Absorption into the organisation

If an individual seems part of the organisation to which he provides services, he is more likely to be categorised as employed. Avoid being entitled to attend the clients employee Christmas party or staff canteen as these suggest you have been absorbed into the clients organisation. If you are retained to supervise employees of your client, this may also suggest you have been absorbed into the clients organisation.

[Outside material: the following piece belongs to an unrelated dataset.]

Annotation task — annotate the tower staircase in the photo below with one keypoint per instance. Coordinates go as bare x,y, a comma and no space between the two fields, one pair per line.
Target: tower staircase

Right to employee benefits

Employees are entitled to holiday pay, sick pay, maternity pay and a number of other similar things. The absence of the right to these in your contract will not on its own put you outside the grasp of IR35, but you will be right in the IR35 firing line if your contract DOES entitle you to any of these or anything resembling them.

Remuneration

Employees are usually paid a regular salary. While pay by the hour is not quite a fixed salary, the mention of timesheets will tend to suggest employment. Therefore, where possible, it is best to refer to remuneration in terms of outputs (deliverables) rather than inputs (hours or days).

Provision of equipment

Employees are provided with all the equipment they need to perform the duties of their employment. A self employed person obviously must provide their own. Where are you required to work at home and to use your own equipment, this will add weight to your assertion that you are self-employed.